Did you feel a change after you started offering them?

I'm still trying to figure out if they're good for business.

A few concerns are:
- Easier for people to steal them, recompile and sell on platforms like Creative Market etc.
- Getting files for free takes away the buy impulse.
- Hard to police if they are used commercially.

What are your thoughts on this?

@fonts Our thoughts are:
- Trust people and they will trust you back
- Demo fonts *could* lead to a big license from an agency, so that might out weigh the risks of losing a few smaller sales
- If they use demo fonts for something nefarious then we probably weren't gonna get that sale anyway (they would just go on DaFont)
- At least we get an email for our mailing list, and since we treated them nicely maybe they'll come back to us in the future.

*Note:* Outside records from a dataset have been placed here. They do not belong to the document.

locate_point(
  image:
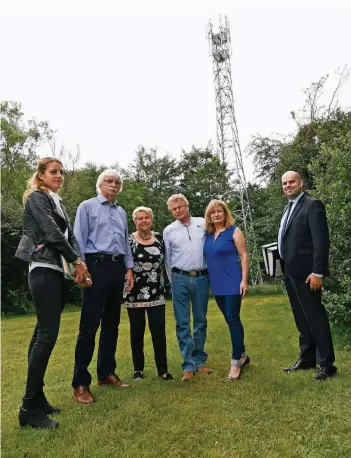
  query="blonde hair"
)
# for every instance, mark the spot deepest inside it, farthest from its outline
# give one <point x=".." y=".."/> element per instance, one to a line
<point x="228" y="218"/>
<point x="142" y="209"/>
<point x="177" y="197"/>
<point x="35" y="182"/>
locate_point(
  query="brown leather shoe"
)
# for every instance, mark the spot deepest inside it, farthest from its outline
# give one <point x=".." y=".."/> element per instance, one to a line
<point x="83" y="395"/>
<point x="113" y="380"/>
<point x="204" y="370"/>
<point x="187" y="376"/>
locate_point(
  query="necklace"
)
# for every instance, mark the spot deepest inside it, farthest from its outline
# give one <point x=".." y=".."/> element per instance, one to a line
<point x="148" y="237"/>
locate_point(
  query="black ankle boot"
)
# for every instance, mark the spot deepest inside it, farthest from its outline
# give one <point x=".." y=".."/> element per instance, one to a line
<point x="36" y="419"/>
<point x="46" y="407"/>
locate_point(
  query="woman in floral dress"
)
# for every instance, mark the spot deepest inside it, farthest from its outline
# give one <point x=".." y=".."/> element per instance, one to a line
<point x="148" y="294"/>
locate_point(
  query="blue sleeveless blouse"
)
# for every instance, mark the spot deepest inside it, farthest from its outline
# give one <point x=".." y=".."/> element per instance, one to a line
<point x="223" y="264"/>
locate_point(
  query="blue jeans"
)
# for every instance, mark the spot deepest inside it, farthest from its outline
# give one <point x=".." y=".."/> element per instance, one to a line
<point x="184" y="289"/>
<point x="230" y="307"/>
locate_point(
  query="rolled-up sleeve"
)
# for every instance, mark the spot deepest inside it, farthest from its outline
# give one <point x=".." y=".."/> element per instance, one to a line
<point x="81" y="228"/>
<point x="167" y="253"/>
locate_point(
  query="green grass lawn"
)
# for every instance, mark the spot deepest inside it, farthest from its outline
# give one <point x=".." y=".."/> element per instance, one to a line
<point x="266" y="413"/>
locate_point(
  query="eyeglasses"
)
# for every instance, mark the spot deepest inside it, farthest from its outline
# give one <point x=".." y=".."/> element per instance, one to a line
<point x="174" y="209"/>
<point x="143" y="218"/>
<point x="111" y="181"/>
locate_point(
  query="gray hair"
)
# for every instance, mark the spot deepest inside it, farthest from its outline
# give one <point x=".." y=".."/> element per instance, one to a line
<point x="142" y="209"/>
<point x="105" y="173"/>
<point x="177" y="197"/>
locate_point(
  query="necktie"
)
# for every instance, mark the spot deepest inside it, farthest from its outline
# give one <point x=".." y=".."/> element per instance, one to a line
<point x="284" y="226"/>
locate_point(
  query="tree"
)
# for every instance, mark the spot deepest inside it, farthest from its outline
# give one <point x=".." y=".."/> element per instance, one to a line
<point x="203" y="177"/>
<point x="150" y="180"/>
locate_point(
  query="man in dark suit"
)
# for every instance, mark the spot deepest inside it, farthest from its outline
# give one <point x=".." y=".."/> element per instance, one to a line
<point x="303" y="243"/>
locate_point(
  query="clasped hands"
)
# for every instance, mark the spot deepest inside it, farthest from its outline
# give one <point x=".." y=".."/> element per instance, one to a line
<point x="316" y="283"/>
<point x="81" y="275"/>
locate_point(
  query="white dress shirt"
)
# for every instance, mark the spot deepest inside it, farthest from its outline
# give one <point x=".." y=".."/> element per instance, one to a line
<point x="184" y="245"/>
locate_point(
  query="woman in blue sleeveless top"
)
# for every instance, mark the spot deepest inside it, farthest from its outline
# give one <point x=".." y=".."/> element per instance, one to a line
<point x="229" y="281"/>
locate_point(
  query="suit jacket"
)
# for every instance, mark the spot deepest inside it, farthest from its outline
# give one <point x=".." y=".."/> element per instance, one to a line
<point x="306" y="239"/>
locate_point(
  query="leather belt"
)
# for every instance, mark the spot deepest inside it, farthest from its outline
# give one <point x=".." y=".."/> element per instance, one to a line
<point x="106" y="257"/>
<point x="190" y="273"/>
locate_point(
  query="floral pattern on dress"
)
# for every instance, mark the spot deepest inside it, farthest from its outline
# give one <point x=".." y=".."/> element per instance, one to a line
<point x="149" y="289"/>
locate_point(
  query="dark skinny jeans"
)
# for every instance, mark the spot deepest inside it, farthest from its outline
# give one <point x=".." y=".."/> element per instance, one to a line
<point x="230" y="307"/>
<point x="47" y="289"/>
<point x="157" y="325"/>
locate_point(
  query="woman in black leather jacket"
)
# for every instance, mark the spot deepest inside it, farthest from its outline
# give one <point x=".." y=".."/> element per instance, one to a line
<point x="47" y="237"/>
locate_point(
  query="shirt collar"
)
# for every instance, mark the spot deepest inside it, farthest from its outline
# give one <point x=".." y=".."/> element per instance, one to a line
<point x="103" y="199"/>
<point x="297" y="198"/>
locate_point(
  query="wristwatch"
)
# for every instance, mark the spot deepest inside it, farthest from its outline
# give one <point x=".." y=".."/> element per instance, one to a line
<point x="77" y="262"/>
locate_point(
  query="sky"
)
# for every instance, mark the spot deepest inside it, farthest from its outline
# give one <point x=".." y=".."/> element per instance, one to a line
<point x="113" y="75"/>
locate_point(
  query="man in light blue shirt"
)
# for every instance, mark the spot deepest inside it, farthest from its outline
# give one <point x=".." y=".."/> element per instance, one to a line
<point x="102" y="233"/>
<point x="186" y="268"/>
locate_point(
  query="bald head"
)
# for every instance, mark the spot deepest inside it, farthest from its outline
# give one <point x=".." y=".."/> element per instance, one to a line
<point x="292" y="184"/>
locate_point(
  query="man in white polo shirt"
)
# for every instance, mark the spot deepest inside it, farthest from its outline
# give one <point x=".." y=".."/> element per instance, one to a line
<point x="186" y="268"/>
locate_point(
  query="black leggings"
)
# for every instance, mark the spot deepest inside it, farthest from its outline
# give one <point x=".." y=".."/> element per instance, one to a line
<point x="47" y="288"/>
<point x="157" y="322"/>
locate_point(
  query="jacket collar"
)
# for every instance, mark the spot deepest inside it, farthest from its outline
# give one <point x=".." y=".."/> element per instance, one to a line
<point x="296" y="210"/>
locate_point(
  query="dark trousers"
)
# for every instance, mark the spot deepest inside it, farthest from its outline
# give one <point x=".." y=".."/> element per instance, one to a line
<point x="311" y="320"/>
<point x="157" y="326"/>
<point x="230" y="307"/>
<point x="101" y="305"/>
<point x="47" y="288"/>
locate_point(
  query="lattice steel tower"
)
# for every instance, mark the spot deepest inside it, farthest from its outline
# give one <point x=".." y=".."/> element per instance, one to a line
<point x="227" y="134"/>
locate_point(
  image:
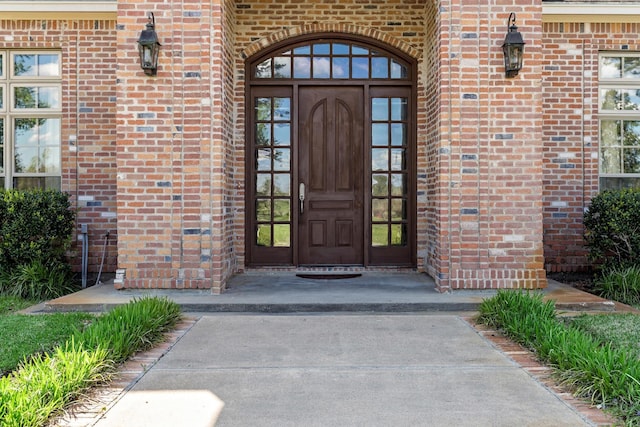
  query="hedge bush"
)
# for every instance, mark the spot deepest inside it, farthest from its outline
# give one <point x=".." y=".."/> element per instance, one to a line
<point x="612" y="228"/>
<point x="35" y="236"/>
<point x="35" y="225"/>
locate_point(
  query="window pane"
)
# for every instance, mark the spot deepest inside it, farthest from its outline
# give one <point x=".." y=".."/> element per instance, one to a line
<point x="360" y="68"/>
<point x="263" y="134"/>
<point x="631" y="160"/>
<point x="610" y="67"/>
<point x="48" y="65"/>
<point x="379" y="68"/>
<point x="340" y="49"/>
<point x="263" y="184"/>
<point x="321" y="49"/>
<point x="281" y="235"/>
<point x="263" y="69"/>
<point x="48" y="97"/>
<point x="379" y="210"/>
<point x="398" y="71"/>
<point x="398" y="160"/>
<point x="620" y="99"/>
<point x="282" y="109"/>
<point x="263" y="109"/>
<point x="398" y="184"/>
<point x="379" y="159"/>
<point x="263" y="235"/>
<point x="357" y="50"/>
<point x="631" y="133"/>
<point x="398" y="235"/>
<point x="398" y="209"/>
<point x="282" y="184"/>
<point x="610" y="132"/>
<point x="281" y="134"/>
<point x="44" y="182"/>
<point x="340" y="68"/>
<point x="24" y="65"/>
<point x="281" y="159"/>
<point x="380" y="109"/>
<point x="263" y="159"/>
<point x="399" y="134"/>
<point x="282" y="67"/>
<point x="631" y="67"/>
<point x="379" y="134"/>
<point x="25" y="97"/>
<point x="321" y="67"/>
<point x="610" y="161"/>
<point x="379" y="235"/>
<point x="380" y="185"/>
<point x="281" y="210"/>
<point x="301" y="68"/>
<point x="263" y="210"/>
<point x="398" y="108"/>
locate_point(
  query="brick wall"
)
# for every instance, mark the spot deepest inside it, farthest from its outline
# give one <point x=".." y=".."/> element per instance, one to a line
<point x="88" y="115"/>
<point x="489" y="222"/>
<point x="570" y="130"/>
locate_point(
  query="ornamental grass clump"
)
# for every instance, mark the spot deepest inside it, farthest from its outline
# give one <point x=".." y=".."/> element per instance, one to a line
<point x="45" y="385"/>
<point x="607" y="376"/>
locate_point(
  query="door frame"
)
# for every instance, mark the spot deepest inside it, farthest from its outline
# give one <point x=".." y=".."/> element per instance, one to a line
<point x="280" y="256"/>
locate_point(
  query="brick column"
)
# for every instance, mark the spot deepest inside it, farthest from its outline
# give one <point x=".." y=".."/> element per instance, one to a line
<point x="169" y="164"/>
<point x="491" y="147"/>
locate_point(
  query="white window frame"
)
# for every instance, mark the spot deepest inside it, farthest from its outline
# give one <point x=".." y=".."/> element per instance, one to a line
<point x="615" y="115"/>
<point x="9" y="113"/>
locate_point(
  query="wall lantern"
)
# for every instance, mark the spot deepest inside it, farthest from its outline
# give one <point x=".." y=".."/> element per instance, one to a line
<point x="513" y="48"/>
<point x="149" y="47"/>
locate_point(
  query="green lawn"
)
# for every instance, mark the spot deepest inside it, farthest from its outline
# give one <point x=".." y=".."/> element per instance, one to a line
<point x="25" y="335"/>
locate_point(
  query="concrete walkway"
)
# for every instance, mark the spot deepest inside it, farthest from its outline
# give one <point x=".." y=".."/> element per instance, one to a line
<point x="377" y="350"/>
<point x="337" y="370"/>
<point x="287" y="293"/>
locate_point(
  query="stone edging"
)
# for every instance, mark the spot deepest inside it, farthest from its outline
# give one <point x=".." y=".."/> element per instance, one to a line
<point x="99" y="400"/>
<point x="530" y="364"/>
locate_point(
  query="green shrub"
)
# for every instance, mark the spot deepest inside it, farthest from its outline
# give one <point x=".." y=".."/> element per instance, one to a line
<point x="605" y="375"/>
<point x="620" y="284"/>
<point x="612" y="227"/>
<point x="132" y="327"/>
<point x="35" y="225"/>
<point x="45" y="385"/>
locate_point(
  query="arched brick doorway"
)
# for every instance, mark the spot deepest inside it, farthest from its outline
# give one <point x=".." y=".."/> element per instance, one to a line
<point x="331" y="163"/>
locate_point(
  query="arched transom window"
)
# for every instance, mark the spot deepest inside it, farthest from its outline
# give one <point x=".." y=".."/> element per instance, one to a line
<point x="335" y="60"/>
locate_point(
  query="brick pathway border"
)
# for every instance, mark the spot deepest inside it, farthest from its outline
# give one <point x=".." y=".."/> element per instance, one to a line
<point x="543" y="374"/>
<point x="90" y="409"/>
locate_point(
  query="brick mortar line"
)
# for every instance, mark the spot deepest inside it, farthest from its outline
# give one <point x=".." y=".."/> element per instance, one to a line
<point x="99" y="400"/>
<point x="527" y="360"/>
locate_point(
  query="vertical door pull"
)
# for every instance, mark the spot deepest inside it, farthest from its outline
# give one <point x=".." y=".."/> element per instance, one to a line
<point x="301" y="197"/>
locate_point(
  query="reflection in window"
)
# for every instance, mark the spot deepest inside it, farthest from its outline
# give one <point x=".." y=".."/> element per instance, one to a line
<point x="619" y="113"/>
<point x="389" y="179"/>
<point x="338" y="60"/>
<point x="272" y="148"/>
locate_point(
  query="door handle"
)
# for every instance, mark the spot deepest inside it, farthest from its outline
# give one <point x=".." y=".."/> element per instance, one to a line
<point x="301" y="197"/>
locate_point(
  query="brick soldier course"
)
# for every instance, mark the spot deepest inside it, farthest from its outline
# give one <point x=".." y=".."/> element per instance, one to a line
<point x="504" y="167"/>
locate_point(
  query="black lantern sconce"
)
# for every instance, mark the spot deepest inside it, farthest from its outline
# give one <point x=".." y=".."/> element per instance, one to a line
<point x="149" y="47"/>
<point x="513" y="48"/>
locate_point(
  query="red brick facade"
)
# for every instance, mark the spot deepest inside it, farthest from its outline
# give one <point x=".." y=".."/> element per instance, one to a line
<point x="505" y="166"/>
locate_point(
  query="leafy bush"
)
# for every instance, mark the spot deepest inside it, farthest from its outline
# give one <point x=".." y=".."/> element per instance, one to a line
<point x="612" y="227"/>
<point x="45" y="385"/>
<point x="593" y="370"/>
<point x="35" y="235"/>
<point x="620" y="284"/>
<point x="35" y="225"/>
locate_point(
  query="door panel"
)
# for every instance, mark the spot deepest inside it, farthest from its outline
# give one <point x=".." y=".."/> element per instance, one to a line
<point x="330" y="162"/>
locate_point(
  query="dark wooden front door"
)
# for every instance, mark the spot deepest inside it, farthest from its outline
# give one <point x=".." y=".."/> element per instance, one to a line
<point x="330" y="176"/>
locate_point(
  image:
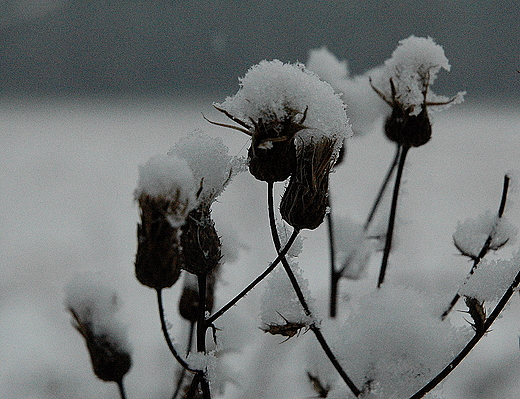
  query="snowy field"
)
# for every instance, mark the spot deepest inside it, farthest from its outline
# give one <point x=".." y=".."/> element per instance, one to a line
<point x="68" y="170"/>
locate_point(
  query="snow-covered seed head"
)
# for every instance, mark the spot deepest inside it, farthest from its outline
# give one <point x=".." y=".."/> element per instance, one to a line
<point x="275" y="102"/>
<point x="110" y="361"/>
<point x="165" y="194"/>
<point x="92" y="306"/>
<point x="200" y="242"/>
<point x="404" y="85"/>
<point x="305" y="200"/>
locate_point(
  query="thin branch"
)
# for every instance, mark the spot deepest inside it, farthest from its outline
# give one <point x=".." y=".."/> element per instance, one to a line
<point x="485" y="248"/>
<point x="167" y="337"/>
<point x="202" y="326"/>
<point x="121" y="386"/>
<point x="180" y="380"/>
<point x="391" y="218"/>
<point x="253" y="284"/>
<point x="383" y="187"/>
<point x="334" y="277"/>
<point x="314" y="328"/>
<point x="472" y="343"/>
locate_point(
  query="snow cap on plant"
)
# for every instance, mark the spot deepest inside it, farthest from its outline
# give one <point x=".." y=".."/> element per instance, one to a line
<point x="93" y="305"/>
<point x="364" y="105"/>
<point x="274" y="104"/>
<point x="165" y="194"/>
<point x="404" y="85"/>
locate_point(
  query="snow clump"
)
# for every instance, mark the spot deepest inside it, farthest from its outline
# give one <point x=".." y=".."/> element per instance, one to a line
<point x="364" y="105"/>
<point x="168" y="178"/>
<point x="275" y="89"/>
<point x="209" y="161"/>
<point x="491" y="279"/>
<point x="471" y="235"/>
<point x="412" y="69"/>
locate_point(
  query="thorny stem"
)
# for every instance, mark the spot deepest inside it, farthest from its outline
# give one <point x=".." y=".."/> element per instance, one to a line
<point x="383" y="188"/>
<point x="314" y="328"/>
<point x="391" y="217"/>
<point x="485" y="248"/>
<point x="335" y="275"/>
<point x="167" y="337"/>
<point x="472" y="343"/>
<point x="266" y="272"/>
<point x="183" y="371"/>
<point x="121" y="386"/>
<point x="202" y="326"/>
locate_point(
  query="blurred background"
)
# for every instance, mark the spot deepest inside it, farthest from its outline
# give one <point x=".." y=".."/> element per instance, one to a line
<point x="90" y="89"/>
<point x="176" y="47"/>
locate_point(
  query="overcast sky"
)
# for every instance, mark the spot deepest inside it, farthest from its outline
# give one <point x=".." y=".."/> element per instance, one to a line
<point x="157" y="47"/>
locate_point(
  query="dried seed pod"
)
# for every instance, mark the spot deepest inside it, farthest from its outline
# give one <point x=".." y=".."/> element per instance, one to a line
<point x="477" y="312"/>
<point x="304" y="202"/>
<point x="289" y="329"/>
<point x="200" y="242"/>
<point x="189" y="300"/>
<point x="272" y="155"/>
<point x="158" y="259"/>
<point x="109" y="359"/>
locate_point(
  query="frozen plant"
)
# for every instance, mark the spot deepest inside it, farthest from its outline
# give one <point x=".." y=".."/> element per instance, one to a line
<point x="388" y="342"/>
<point x="93" y="306"/>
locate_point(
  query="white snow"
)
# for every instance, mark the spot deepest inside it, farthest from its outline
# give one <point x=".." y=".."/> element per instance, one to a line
<point x="96" y="305"/>
<point x="169" y="177"/>
<point x="491" y="279"/>
<point x="211" y="165"/>
<point x="353" y="247"/>
<point x="471" y="235"/>
<point x="413" y="68"/>
<point x="275" y="89"/>
<point x="364" y="107"/>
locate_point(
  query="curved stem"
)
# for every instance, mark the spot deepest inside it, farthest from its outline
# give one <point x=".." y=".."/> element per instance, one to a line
<point x="334" y="275"/>
<point x="391" y="217"/>
<point x="202" y="326"/>
<point x="485" y="248"/>
<point x="183" y="371"/>
<point x="121" y="386"/>
<point x="472" y="343"/>
<point x="382" y="190"/>
<point x="252" y="285"/>
<point x="167" y="337"/>
<point x="314" y="328"/>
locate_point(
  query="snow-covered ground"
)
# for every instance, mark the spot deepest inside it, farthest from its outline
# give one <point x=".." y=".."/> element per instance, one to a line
<point x="68" y="170"/>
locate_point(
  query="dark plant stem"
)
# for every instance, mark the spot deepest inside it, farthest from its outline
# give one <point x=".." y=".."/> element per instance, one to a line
<point x="391" y="217"/>
<point x="121" y="386"/>
<point x="485" y="248"/>
<point x="167" y="337"/>
<point x="202" y="326"/>
<point x="314" y="328"/>
<point x="382" y="190"/>
<point x="472" y="343"/>
<point x="253" y="284"/>
<point x="335" y="275"/>
<point x="183" y="371"/>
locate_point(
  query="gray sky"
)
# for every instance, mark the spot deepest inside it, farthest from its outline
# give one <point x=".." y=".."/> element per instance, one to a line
<point x="157" y="47"/>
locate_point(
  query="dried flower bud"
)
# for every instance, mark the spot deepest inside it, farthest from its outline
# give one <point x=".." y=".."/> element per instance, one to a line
<point x="304" y="203"/>
<point x="93" y="306"/>
<point x="272" y="155"/>
<point x="200" y="242"/>
<point x="159" y="256"/>
<point x="109" y="360"/>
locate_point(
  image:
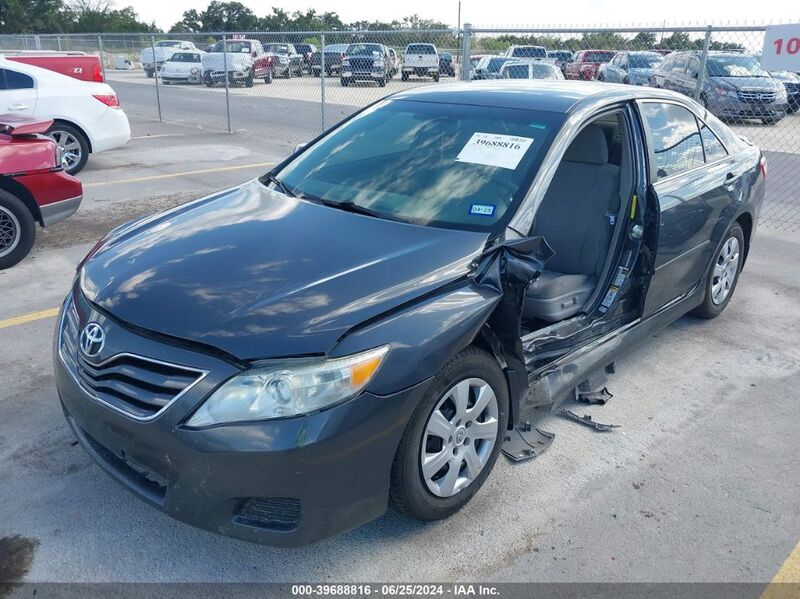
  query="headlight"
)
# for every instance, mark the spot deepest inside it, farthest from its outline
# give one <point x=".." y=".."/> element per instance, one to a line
<point x="289" y="388"/>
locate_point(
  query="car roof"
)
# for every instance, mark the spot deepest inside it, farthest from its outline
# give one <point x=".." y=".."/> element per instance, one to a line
<point x="552" y="96"/>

@fonts My take has long been that any sufficiently determined pirate will eventually find a way of getting the fonts.

Trials are a decent compromise for letting potential customers test the fonts, while still making it inconvenient for would-be pirates.

(That said, later this week I’ll start testing unrestricted, non-subset trial fonts — the Nichrome files leaked online long before trials were available, and that typeface still sells, so maybe it’s worth the risk to be more user-friendly.)

@fonts Do it. If you’re worried about piracy, offer stripped-back versions. But fonts are largely b2b, businesses usually want to do the right thing.